Furthermore, if you get into too many details during the preliminary presentation, the transition from their existing service to yours may seem overwhelming or daunting, and it may prevent them from wanting to switch. When it comes to technology, answer the questions they ask, but keep the presentation simple in the initial meeting.
4: Keep Your Composure
The fourth way to distinguish yourself as a sales professional is to keep your composure. Whether you feel you are about to get the deal or you feel you are about to lose the deal, don’t get pushy. Putting too much pressure on a prospect can cause them to do exactly what you don’t want to do. Pushiness can make you come across as desperate and self-serving.
Ultimately, the most important goal in any sale is to improve something in the prospect’s world. So, if you seem like you only care about getting the deal, that is contrary to what’s best for the prospect.
5: Remain Close
The fifth way to distinguish yourself as a sales professional is to remain close even after the sale. In other words, don’t ghost your new client. One negative quality of self-serving sales reps is they often close the deal, pass it off to customer care, and then the client never hears from them again. Distinguished sales professionals will follow through with the transition and check on the client after implementation. Periodically, they will pop in or call to see if the client is still satisfied. As a plus, truly happy clients are often glad to give referrals, which of course is great for business.
Still, if you don’t get the deal, revisit the prospect. If possible, refer business to them. Even if they never become a client, it won’t be for lack of trying on your part.
Now, let’s circle back to my personal sales recruitment story. Did that particular sales manager do anything wrong by trying to recruit me? Absolutely not. In fact, she did the right thing by putting the ask on the table. After all, how can you get the deal if you never ask for it in the first place?
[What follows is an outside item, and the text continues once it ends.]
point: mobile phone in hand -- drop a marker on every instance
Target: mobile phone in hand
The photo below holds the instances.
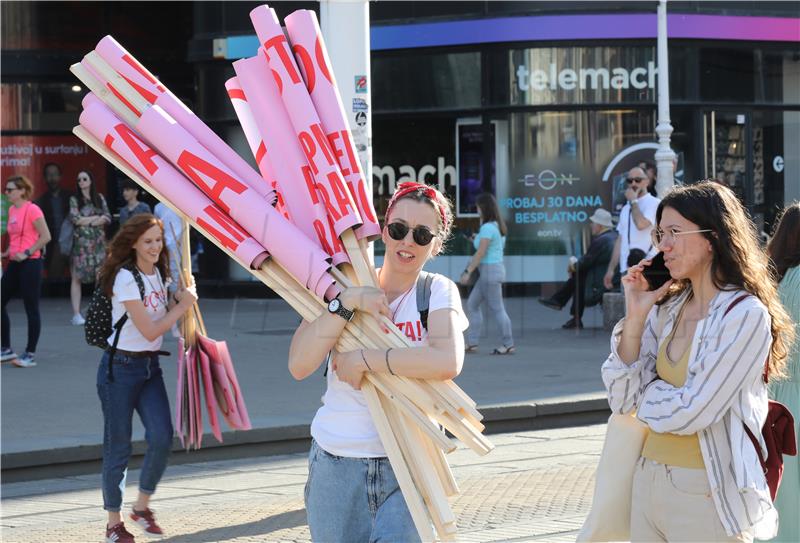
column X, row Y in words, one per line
column 656, row 274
However, where someone could say she went wrong was she became desperate when she felt she was going to lose the deal. First, she should never have spoken negatively about my career. Next, when I responded honestly about my perception of her as a salesperson, she should have listened and heard it as a pain point. Then, she could have responded with something like, “Perhaps you’re right. Perhaps people do see me coming and think I only want to make a sale. However, the truth is that I’m just so passionate about our products that I want to make sure everyone knows they are available. I want them to know they can contact me if they have questions.” Finally, if she were truly interested in more than just the sale, she would have remained amicable thereafter.
Might I have joined her team if she had responded in a way that put my concerns to rest? That’s the thing about losing a sale; the world will never know how it could have turned out. However, if the sales manager had presented herself as a distinguished sales professional, I feel certain things would have ended better than they did.